My stepmom Ann is almost done getting her Master's degree in Family/Marriage Counseling. She asked me to write something about Zach and I's story for her website. I'm going to post it in 3 different parts because it's long! Here's part 1.
Part 1: Broken Beginnings
I grew up with two different houses and two different places that were “home”. My parents
not living together and having separate relationships has always been the norm for me because when I was just 3 years old they got divorced. I have no recollection of my parents being married and no memories of our family of 5 together. I didn’t get the opportunity to experience or see what God designed a marriage and family to really be like.
Thankfully, my mom and dad were never nasty with each other. They were always respectful and cordial. The exchanging of kids when it was the other’s turn to have us was routine and peaceful. For this I am grateful.
But, anyone who has been through divorce knows the deep hurt, pain, anger, frustration,
bitterness, and confusion that go on. It was literally a ripping apart of our family, something that was supposed and intended to last forever. Something was stolen from us that could never be
recovered. Bitterness brewed in me as I grew up because I had to deal with things I didn’t think were fair and things I didn’t ask for! I had to live two weeks here and two weeks there. I had to go to mediation hearings at the court house. I had to watch a single mom struggle to make ends meet. I had to live with brothers who were out of control because they didn’t have a constant father authority in their life. I had to be integrated into a blended family and learn to let step brothers and a step mom in. A lot of nights I would just lie in my bunk bed at my dad and stepmom’s house and weep myself to sleep because of all the chaos. I didn’t have the tools to handle it all as a 7 or 8 year old girl.

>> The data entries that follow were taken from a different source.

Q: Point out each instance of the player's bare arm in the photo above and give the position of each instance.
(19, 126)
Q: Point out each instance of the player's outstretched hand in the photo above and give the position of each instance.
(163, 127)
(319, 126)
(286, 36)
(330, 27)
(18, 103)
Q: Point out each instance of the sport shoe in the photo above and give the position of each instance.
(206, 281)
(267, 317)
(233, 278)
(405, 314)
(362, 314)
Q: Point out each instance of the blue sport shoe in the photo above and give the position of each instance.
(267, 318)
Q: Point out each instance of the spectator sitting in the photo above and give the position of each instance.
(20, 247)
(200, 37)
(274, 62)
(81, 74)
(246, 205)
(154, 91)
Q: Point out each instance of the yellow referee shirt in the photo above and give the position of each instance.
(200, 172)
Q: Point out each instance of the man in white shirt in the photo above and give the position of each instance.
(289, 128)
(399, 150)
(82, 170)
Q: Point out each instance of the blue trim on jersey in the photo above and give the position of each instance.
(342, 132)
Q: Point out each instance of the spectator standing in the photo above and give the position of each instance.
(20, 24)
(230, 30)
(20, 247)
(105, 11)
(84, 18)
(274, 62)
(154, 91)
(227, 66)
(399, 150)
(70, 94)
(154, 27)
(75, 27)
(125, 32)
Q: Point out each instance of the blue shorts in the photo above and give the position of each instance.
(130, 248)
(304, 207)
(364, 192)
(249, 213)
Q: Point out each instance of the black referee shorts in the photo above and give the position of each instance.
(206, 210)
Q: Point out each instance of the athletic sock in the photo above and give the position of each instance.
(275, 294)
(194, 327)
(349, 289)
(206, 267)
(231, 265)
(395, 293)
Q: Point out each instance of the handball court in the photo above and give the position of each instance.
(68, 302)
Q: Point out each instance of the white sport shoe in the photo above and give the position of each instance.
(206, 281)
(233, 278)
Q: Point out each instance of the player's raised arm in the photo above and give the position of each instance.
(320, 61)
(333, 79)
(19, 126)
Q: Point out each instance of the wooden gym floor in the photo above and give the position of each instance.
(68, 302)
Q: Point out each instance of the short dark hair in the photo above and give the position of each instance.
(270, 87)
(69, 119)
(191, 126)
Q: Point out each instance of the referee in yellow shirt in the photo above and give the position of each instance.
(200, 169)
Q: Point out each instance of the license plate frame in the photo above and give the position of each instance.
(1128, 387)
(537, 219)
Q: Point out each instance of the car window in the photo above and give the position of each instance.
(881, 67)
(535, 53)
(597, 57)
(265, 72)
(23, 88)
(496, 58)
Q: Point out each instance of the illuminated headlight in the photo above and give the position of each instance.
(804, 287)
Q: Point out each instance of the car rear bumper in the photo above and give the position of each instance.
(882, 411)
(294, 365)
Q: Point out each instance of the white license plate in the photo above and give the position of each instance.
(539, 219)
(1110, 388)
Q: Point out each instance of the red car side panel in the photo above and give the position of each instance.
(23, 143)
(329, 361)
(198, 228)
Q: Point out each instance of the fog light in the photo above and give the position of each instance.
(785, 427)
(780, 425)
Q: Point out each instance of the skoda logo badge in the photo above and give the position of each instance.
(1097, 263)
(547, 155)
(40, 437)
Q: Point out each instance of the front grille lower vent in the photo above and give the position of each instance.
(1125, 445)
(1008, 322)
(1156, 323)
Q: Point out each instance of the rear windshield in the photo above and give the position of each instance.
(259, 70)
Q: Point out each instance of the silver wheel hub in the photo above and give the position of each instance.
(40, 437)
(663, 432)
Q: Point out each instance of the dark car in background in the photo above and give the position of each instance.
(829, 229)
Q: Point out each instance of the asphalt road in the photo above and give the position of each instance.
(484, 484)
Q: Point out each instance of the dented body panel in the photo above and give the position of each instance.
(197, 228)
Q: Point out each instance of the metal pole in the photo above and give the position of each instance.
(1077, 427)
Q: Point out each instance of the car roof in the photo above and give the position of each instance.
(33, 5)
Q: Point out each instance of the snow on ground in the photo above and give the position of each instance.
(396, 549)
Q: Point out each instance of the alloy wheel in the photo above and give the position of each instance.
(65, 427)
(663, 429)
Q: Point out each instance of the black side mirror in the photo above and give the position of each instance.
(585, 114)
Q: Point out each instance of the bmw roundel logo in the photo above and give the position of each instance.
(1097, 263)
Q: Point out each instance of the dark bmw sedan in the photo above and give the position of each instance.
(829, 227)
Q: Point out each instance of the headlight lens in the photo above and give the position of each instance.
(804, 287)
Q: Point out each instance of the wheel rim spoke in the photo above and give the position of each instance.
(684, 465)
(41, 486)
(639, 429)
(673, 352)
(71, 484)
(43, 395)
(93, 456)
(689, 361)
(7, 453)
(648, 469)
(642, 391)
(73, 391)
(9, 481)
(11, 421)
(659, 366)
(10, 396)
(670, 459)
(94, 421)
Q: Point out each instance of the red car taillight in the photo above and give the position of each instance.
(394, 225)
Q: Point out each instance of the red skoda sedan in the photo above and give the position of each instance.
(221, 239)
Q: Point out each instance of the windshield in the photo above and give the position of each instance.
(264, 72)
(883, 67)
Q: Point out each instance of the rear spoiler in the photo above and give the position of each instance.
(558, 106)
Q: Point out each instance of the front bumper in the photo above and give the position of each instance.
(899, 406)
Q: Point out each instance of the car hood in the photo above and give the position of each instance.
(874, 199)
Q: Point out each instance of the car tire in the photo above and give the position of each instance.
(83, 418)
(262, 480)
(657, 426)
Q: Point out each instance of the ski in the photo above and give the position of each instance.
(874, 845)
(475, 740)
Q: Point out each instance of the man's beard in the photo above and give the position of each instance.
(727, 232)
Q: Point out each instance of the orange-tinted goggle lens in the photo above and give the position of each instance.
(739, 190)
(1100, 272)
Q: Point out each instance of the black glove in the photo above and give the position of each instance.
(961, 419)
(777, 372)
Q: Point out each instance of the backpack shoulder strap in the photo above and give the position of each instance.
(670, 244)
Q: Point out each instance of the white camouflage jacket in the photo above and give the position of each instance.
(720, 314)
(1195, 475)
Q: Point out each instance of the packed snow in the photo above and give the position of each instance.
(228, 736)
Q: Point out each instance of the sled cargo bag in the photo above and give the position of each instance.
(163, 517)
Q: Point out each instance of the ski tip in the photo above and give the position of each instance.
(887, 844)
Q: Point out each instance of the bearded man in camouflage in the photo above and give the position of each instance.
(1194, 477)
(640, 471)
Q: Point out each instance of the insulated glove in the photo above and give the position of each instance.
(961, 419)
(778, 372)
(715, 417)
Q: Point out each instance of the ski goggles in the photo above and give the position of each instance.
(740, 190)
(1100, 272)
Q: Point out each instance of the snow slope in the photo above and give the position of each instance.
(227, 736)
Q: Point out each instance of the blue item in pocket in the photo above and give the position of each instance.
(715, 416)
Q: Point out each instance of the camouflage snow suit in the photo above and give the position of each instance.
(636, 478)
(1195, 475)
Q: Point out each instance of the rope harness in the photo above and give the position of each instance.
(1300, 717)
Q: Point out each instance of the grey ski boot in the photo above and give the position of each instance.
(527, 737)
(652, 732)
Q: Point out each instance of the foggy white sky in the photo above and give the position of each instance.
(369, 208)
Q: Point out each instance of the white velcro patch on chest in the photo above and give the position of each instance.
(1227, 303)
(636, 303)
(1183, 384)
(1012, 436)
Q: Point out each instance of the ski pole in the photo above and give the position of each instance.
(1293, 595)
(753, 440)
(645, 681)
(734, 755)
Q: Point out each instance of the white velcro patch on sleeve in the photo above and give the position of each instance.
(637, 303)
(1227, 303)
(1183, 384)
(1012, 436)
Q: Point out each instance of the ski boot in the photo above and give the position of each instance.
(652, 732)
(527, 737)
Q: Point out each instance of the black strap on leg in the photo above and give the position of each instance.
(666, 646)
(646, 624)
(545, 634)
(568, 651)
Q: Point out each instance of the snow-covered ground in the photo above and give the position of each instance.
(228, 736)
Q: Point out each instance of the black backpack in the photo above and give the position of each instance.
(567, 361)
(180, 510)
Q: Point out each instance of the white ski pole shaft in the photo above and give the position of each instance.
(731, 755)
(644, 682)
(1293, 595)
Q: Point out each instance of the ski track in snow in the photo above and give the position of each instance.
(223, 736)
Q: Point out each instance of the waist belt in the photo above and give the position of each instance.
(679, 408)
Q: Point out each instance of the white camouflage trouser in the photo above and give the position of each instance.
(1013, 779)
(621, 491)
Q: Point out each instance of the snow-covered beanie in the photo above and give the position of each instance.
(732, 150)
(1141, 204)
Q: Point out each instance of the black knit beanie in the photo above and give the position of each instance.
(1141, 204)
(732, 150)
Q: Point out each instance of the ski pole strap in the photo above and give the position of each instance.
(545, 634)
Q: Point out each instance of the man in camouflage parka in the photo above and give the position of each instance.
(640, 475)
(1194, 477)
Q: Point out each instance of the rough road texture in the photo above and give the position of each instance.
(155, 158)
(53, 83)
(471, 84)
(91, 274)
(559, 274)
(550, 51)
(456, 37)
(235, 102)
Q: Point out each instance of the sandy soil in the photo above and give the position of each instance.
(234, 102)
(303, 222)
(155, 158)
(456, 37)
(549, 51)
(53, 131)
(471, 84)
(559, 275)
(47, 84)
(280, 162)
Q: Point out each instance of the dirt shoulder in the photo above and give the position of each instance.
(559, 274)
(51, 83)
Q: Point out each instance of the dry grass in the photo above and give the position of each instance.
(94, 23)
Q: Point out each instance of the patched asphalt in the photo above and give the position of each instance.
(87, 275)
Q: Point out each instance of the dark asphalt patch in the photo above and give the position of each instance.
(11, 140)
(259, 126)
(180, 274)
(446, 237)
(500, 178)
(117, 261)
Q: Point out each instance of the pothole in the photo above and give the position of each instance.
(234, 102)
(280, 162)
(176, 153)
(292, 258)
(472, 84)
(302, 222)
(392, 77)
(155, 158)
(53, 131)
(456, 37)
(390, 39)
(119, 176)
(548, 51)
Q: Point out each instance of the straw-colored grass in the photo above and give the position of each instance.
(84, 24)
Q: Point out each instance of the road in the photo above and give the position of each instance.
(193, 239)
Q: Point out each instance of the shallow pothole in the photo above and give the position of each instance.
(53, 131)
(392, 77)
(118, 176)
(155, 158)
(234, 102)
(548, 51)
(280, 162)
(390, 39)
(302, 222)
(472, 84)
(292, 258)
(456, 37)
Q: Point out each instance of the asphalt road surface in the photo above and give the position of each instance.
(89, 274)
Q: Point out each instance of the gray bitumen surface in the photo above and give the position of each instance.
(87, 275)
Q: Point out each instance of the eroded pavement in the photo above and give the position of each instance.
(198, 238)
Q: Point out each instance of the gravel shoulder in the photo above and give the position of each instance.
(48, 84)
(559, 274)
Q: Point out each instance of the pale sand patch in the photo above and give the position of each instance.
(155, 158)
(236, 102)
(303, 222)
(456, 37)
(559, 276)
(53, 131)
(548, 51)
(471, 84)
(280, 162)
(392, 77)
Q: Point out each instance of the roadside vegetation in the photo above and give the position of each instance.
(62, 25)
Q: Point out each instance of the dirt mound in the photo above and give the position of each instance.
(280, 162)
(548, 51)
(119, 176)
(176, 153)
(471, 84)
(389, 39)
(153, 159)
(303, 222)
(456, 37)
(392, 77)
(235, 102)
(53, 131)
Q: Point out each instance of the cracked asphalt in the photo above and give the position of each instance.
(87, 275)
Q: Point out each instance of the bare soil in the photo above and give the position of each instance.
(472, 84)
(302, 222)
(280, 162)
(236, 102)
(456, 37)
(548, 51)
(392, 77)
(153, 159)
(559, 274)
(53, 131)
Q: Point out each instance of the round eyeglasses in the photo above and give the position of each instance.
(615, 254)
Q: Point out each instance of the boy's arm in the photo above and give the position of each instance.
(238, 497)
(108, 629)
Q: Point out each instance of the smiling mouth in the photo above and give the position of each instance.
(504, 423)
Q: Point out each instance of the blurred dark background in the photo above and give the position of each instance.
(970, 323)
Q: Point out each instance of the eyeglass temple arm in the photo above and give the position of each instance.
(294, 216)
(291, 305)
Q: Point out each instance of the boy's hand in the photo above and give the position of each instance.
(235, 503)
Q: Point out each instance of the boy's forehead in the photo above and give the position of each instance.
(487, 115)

All I knew how to do was stuff all of my emotions. So, that’s what I did. The longer the feelings were stuffed, the more toxic they became. I grew these grudges towards my dad. I thought “you were the head of the house, how could you let all of this happen.” The emotions, unforgiveness, and hurt that I didn’t deal with grew year by year into a wall between my dad and I. This wall pushed us apart emotionally and of course domino affected into my relationships with the
opposite sex causing me to look for that love and affection I longed for in immature high school boys (bad choice!).
Because I had a jaded relationship with my earthly dad, I had a tainted view of my heavenly father, too. I think we all do in some aspect, because no dad perfectly resembles God. And God knows this. There is darkness and sin in the world and no one can do it perfectly. Therefore, we need him to come restore what is broken. We need him to come show us the truth in our ungodly beliefs.
In my despair and pit of hurt, he had a plan of redemption. He had a plan to heal the toxic pain inside of me. He had a plan to change the unforgiveness to forgiveness and those ugly grudges into healthy relationships. What the enemy planned for evil He was going to use for good. He had a plan to set me on a different course so I wouldn’t end up making the same cycle of mistakes.